The next stage was to create something more universal, allowing for recognition of any objects, and for a start, allowing for quick detection of basic geometric figures and also to check a theory that our brain can see very well what we cannot see, literally drawing in our imagination the missing elements (see: visual perception and gestaltism, reification theory), and that our system will work similarly:
It worked, it works similarly, as you can see in this amateur video below, and it works so that you don't have to see the whole square to detect that the square is there.
It may seem that detecting simple figures is easy and any programmer can do it. You can use some "ready-made" programs, you can also algorithmize everything, but we don't want to write an algorithm for every shape, but to write one for all shapes, and most importantly we don't want to teach the system with thousands of images.

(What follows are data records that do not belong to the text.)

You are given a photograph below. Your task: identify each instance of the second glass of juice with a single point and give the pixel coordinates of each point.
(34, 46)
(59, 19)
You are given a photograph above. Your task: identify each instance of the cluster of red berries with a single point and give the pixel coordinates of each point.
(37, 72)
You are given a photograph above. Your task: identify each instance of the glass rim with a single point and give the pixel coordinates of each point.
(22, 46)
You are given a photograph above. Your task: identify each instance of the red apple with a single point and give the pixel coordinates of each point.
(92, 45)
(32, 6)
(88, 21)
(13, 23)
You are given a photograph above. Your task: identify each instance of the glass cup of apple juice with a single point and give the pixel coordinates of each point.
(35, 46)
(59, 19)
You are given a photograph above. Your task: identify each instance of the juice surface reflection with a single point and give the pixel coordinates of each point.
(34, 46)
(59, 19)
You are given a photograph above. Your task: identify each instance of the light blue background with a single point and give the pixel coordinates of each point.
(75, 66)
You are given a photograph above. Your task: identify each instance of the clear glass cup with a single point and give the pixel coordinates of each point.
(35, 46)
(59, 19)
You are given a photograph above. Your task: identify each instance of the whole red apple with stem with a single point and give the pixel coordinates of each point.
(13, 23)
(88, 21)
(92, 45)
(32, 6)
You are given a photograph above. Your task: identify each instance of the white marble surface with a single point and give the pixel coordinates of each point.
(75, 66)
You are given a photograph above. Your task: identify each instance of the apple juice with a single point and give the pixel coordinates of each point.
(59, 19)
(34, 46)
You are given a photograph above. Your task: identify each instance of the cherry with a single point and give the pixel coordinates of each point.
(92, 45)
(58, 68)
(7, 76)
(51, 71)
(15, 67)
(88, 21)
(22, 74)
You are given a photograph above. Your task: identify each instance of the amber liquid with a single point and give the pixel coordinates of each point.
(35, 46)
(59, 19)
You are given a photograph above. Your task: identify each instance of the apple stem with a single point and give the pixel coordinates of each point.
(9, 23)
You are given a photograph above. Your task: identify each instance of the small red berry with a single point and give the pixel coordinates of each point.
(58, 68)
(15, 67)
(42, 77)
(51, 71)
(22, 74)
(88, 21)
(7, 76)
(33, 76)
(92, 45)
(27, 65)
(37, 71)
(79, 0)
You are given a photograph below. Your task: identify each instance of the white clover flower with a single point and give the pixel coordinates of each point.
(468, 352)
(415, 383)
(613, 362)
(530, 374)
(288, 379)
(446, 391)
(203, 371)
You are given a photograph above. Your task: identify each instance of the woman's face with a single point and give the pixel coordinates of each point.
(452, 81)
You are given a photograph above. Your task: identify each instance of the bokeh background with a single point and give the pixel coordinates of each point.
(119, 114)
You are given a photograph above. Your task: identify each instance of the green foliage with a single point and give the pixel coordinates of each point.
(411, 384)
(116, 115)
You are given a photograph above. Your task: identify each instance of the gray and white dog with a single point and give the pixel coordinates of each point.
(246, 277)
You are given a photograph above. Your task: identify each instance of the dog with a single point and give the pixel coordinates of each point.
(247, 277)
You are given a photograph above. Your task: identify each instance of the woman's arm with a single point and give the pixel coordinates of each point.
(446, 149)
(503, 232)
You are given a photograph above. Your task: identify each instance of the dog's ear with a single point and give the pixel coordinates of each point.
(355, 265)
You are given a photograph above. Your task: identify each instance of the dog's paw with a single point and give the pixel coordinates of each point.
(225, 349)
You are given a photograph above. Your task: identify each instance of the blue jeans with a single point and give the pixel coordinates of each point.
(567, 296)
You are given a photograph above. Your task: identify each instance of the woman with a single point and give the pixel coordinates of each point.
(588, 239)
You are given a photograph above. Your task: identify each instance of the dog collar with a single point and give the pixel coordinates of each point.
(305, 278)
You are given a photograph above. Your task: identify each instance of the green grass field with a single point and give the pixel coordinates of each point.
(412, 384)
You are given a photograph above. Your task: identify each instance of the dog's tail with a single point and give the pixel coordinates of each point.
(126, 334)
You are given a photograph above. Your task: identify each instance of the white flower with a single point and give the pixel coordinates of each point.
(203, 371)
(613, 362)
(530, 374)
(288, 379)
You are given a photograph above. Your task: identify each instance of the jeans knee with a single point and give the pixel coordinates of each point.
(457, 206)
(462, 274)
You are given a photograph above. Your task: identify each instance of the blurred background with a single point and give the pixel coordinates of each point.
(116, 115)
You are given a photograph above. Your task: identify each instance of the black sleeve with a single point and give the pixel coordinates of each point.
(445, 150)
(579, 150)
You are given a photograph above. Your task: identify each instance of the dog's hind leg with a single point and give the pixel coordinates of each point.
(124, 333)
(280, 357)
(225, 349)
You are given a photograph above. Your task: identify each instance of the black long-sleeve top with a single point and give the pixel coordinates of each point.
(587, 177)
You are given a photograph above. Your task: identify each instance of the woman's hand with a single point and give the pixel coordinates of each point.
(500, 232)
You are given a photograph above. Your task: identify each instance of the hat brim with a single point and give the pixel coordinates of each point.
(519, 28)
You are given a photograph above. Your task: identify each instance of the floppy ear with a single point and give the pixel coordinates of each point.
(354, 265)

The next step was to test the system to see if it could handle face detection in the camera video. Importantly, the system is designed to detect a face very quickly, the face can be tilted left or right, slightly sideways, sideways, poorly lit, visible in color or IR rays - it worked. The system, despite the fact that it is under construction coped almost 20 x faster than standard face detection systems, and most importantly coped where other systems could not cope at all (for example, a face illuminated from one side by the sun with the head slightly tilted to the side):
(video taken on a Raspberry Pi 4 microcomputer, use of a single CPU core at 20-30%, image analyzed in real time for obstruction from a moving pan tilt camera that tracks the user's face)
We are at the beginning of the road, but the results we are getting seem sensational, and we are already thinking about a 3D space recognition system based on our method.
Although at the moment we are thinking of applying our method to our other sub-project SaraCam, the possibilities of this system are enormous, the main ones being:
1. We don't teach the system with thousands of samples, just a few or a dozen ones.
2. The angle at which we analyse the recognised image is not important.
3. Up to 20 times higher speed of object recognition.
4. Minimum computer power (Raspberry Pi microcomputer can detect a face in 10 ms, not in 500 ms).
5. No internet connection is needed.
I do not deny any methods of image recognition based on neural networks, the huge progress of these methods especially in recent years, I think that tools like tensorflow are brilliant, but I also think that many things can be done differently, that not everything should be pushed into neural networks, and if we want to use them, let's give them the data on which networks have a chance to work best.